On remand, the TTAB sustained three of the oppositions in part and dismissed the oppositions in the other three cases. See First Niagara Insurance Brokers Inc. v. First Niagara Financial Group, Inc. (TTAB June 6, 2007) (decision here). The Board found a likelihood of confusion between FN Insurance’s marks and three of FN Financial’s applications when used in conjunction with insurance services (class 36). The court did not find such a likelihood of confusion with respect to the other classes of goods in those three FN Financial’s applications nor with FN Financial’s other three trademark applications (which were directed only to banking services).
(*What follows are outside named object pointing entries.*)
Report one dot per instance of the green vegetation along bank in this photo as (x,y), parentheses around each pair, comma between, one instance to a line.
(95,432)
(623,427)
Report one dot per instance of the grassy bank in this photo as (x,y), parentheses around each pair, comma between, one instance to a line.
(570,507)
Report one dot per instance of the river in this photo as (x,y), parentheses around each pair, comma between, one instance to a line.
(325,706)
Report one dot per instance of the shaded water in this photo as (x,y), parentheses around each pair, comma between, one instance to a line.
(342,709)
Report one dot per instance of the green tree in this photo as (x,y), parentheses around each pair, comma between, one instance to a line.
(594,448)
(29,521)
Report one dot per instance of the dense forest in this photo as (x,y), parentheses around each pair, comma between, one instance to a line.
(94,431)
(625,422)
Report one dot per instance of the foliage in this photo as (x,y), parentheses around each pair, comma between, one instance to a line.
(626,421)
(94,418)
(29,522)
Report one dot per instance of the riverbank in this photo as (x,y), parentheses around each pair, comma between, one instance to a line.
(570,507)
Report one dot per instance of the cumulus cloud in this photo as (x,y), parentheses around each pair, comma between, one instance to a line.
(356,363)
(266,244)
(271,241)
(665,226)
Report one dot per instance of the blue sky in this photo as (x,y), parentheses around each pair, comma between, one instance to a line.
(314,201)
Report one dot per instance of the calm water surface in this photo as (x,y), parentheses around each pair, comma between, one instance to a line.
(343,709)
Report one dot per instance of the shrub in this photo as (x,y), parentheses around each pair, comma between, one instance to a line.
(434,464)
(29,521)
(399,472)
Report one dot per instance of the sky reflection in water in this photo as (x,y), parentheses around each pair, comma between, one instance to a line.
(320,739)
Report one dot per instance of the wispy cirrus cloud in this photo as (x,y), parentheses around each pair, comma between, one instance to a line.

Both parties have appealed this recent TTAB decision to the CAFC. FN Insurance is apparently not satisfied that FN Financial will continue to use the name First Niagara in association with banking services (which FN Insurance maintains is closely related to insurance services). On the other side, FN Financial is apparently not satisfied that FN Insurance has shown sufficient use within the United States to establish Section 2(d) likelihood of confusion.

FN Insurance, however, appears to have gotten impatient with the wait and has decided to take much more drastic action. By going straight to District Court, FN Insurance can seek an injunction to stop FN Financial from using the name FN Insurance. Of course, given the fact that the two businesses have coexisted for some time, FN Insurance may be hard pressed to show that it now faces irreparable harm, much less a strong showing of likelihood of confusion to justify a presumption of irreparable harm in order to obtain a quick preliminary injunction against FN Financial. After all, the TTAB in its second decision found that so-called evidence of actual confusion (the 2600 misdirected e-mails) may have been more the result of confusion over the parties similar domain names and not from a confusion as to source. In addition, the emails were apparently addressed to specific individuals, and not general inquiries searching for insurance policies.

There is also some question of whether a presumption of irreparable harm should follow a finding of likelihood of confusion or whether the holding of the U.S. Supreme Court in eBay, Inc. v. MercExchange, L.L.C., 126 S. Ct. 1837 (U.S. 2006), which involved an injunction in the area of patents, has set a new standard by which federal courts should abide in deciding whether to grant injunctions for trademark infringement. For an interesting article on this uncertainty, see “The Unsettled State of Preliminary Injunctions for Trademark Infringement,” Day Pitney LLP Alert (July 26, 2007) (link here).